Weekly Dispatch 6 min read 30 May 2026 WEEKLY DISPATCH · ISSUE 247

Space, Spoofing, and the Gripen Gamble What the last week in defence actually means

SpaceX lands two mega-contracts worth $6.45 billion, Russia weaponises GPS spoofing against NATO, Ukraine secures Gripen fighters, and the Pentagon asks a hard question: is the US actually ready for war with China?

Sources 15 primary documents
Space ForceUkraineNATOSpaceXChinaProcurement

The space race just got expensive

SpaceX has had a remarkable week. Two separate contract awards from the U.S. Space Force totalling $6.45 billion suggest the Pentagon is betting the farm on orbital infrastructure.

The larger of the two deals — $4.16 billion — funds a space-based air moving-target indicator (AMTI) sensor network. The goal? Track aircraft from orbit. Early capability is targeted for 2028, years ahead of previous timelines. If it works, stealth becomes significantly less stealthy.

The second award — $2.29 billion — accelerates the Starlink-based SDN Backbone, a proliferated LEO communications network the Space Force wants fielded by end of 2027. This isn’t about Starlink for consumers. It’s about a military communications backbone that can’t be easily jammed or destroyed.

The message is clear: the Pentagon believes the next war will be won or lost in space, and it is paying whatever it takes to get there first.

Russia’s GPS trap

Meanwhile, Russia has found a new way to export the Ukraine war into NATO territory — and it costs them nothing.

GPS spoofing is redirecting Ukrainian strike drones into NATO airspace. A Russian kamikaze drone struck a residential building in Romania, injuring civilians. This is the first confirmed incident of a NATO member state suffering physical damage from a Russian drone.

Lithuania has reported similar incursions. The tactic is elegant in its cruelty: Ukraine fires a drone at Russian positions, Russia spoofs its GPS, and the drone ends up in Romania or Lithuania instead. NATO’s Article 5 dilemma just got real.

Ukraine’s Swedish gambit

Sweden is donating 16 Gripen C/D fighters to Ukraine, and Kyiv has placed an order for up to 20 Gripen E/F variants at a cost of roughly €2.5 billion ($2.9 billion).

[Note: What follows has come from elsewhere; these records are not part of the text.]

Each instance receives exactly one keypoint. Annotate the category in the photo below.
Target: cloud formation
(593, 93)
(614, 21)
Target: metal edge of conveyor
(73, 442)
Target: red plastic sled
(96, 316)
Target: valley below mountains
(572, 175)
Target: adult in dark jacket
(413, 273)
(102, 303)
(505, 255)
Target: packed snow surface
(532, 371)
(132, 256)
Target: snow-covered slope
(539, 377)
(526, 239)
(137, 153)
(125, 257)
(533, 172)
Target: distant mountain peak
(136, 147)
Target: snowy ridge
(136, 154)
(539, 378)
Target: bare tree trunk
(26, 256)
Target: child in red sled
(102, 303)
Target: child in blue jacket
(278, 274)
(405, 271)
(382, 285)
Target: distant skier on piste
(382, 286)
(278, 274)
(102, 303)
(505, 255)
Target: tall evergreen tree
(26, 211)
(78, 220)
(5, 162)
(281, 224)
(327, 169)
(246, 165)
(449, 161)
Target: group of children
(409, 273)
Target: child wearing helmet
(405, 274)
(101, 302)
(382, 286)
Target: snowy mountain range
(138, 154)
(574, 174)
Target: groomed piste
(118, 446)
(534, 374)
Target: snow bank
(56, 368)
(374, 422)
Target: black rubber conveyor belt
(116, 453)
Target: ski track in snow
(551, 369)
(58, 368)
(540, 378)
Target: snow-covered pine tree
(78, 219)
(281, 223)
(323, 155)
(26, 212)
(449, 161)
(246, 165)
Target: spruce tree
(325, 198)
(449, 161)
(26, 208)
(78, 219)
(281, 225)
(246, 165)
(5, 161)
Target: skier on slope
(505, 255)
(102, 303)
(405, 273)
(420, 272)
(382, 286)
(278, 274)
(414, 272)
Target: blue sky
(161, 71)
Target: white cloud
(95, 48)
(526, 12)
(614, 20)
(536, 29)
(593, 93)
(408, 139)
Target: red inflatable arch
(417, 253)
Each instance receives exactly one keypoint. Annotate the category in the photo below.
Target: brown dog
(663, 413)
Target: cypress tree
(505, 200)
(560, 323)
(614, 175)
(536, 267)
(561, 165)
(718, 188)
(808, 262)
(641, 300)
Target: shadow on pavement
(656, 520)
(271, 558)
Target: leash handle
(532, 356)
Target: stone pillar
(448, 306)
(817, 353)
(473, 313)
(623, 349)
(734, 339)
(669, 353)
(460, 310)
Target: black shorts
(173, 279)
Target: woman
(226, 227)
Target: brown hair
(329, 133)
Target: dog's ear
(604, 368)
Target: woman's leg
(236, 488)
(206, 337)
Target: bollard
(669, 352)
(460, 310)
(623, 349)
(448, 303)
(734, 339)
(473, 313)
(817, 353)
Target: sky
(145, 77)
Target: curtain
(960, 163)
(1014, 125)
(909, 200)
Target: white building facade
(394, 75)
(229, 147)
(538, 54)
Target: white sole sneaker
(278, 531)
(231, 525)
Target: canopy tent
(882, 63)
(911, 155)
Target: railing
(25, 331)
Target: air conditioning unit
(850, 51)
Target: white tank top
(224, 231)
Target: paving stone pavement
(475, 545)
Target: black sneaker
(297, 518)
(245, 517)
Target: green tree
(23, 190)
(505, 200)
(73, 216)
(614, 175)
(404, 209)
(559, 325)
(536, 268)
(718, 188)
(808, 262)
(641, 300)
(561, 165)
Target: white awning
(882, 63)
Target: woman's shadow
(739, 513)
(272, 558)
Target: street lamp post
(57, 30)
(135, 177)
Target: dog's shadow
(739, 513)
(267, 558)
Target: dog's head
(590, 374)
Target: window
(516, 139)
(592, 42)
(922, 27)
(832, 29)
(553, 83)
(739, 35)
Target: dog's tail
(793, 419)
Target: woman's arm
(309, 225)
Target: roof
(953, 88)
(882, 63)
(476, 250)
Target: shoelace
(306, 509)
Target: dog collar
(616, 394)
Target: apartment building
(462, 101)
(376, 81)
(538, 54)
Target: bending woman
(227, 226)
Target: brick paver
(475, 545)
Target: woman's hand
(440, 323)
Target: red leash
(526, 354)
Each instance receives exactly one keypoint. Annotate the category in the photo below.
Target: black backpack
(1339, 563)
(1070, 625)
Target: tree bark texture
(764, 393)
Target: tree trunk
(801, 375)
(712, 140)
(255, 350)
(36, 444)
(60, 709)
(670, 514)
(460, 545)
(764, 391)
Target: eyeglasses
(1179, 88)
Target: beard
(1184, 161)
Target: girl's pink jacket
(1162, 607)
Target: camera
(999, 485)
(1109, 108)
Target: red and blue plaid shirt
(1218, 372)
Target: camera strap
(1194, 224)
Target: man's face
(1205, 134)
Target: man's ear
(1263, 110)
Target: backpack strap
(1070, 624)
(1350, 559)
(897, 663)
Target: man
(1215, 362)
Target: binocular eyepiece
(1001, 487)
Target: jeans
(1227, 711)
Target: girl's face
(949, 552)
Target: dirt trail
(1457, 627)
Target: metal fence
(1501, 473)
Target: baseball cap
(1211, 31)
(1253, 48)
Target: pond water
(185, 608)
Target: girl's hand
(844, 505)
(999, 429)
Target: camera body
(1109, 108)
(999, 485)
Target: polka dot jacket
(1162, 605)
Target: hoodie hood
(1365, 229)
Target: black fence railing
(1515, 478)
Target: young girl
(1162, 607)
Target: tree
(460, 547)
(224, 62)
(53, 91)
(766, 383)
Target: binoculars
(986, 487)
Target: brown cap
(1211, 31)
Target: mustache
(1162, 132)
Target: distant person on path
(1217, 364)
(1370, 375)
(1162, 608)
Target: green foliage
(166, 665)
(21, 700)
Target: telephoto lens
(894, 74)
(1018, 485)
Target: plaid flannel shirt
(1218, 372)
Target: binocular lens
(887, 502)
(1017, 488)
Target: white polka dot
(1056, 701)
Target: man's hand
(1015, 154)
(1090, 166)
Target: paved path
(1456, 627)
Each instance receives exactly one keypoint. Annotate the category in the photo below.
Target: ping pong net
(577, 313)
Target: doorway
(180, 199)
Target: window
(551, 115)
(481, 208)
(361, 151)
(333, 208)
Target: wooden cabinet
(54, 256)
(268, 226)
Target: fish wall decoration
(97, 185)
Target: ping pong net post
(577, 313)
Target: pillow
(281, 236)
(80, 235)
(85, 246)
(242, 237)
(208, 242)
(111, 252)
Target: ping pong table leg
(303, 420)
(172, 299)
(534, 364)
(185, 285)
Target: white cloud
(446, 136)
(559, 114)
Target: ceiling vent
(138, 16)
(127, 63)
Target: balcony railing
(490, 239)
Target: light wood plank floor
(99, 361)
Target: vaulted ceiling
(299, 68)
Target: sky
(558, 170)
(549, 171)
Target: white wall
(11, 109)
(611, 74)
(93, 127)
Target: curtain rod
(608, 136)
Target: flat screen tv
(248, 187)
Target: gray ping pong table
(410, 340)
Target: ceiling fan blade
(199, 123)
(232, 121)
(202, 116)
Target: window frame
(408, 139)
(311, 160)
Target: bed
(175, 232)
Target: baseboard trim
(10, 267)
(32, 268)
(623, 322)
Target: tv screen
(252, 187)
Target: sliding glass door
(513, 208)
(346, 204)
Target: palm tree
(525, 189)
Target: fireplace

The Gripen is an interesting choice. It’s smaller and cheaper than the F-16, designed for dispersed operations from improvised airfields, and carries a formidable electronic warfare suite. For Ukraine, which cannot protect large centralised airbases, this matters.

Saab wins. Ukraine gets a fighter that might actually survive on its airfields. The question is whether they arrive fast enough.

The China question nobody wants to answer

A new CSIS assessment asks the uncomfortable question: Is the United States prepared for a war with China?

The answer, according to their analysis, is no. The US lacks long-range munitions in sufficient quantity. Air defence systems and interceptors are in short supply. Unmanned air, undersea, and surface systems are nowhere near the scale required. And the industrial base cannot spin up fast enough to fix these gaps.

The report notes there are no quick fixes due to production timelines. A war in the Pacific would be protracted, and the US would enter it underequipped. Deterrence, the report implies, is fraying.

What else moved

  • Congress wants the Navy’s HELIOS laser in a shipping container. The idea is rapid deployment across the fleet to swat drone swarms. The Navy is already experimenting with palletised designs.
  • Saronic launched its first Marauder MUSV — a medium unmanned surface vessel completed in under a year. Dual-use defence and commercial applications.
  • ESNA unveiled Surface Effect Ship technology for the UK-Norwegian Joint Commando Craft Program. 67 knots. Beach landing capabilities. Littoral operations just got faster.
  • DARPA wants to reinvent the bunker-buster. Moving beyond mass-velocity scaling to shock wave manipulation. The physics is interesting. The targets are presumably in Iran or North Korea.
  • The US is considering a naval missile sale to Malaysia, potentially displacing Norwegian Naval Strike Missiles. Kongsberg will not be pleased.
  • Trump lifted the naval blockade on Iran. The Strait of Hormuz is reopening. A deal may be closer than previously thought.
  • US ground forces conducted their first confirmed joint operation in Nigeria, killing senior ISIS commander Abu-Bilal al-Minuki. The US military’s footprint in Africa is deepening, quietly.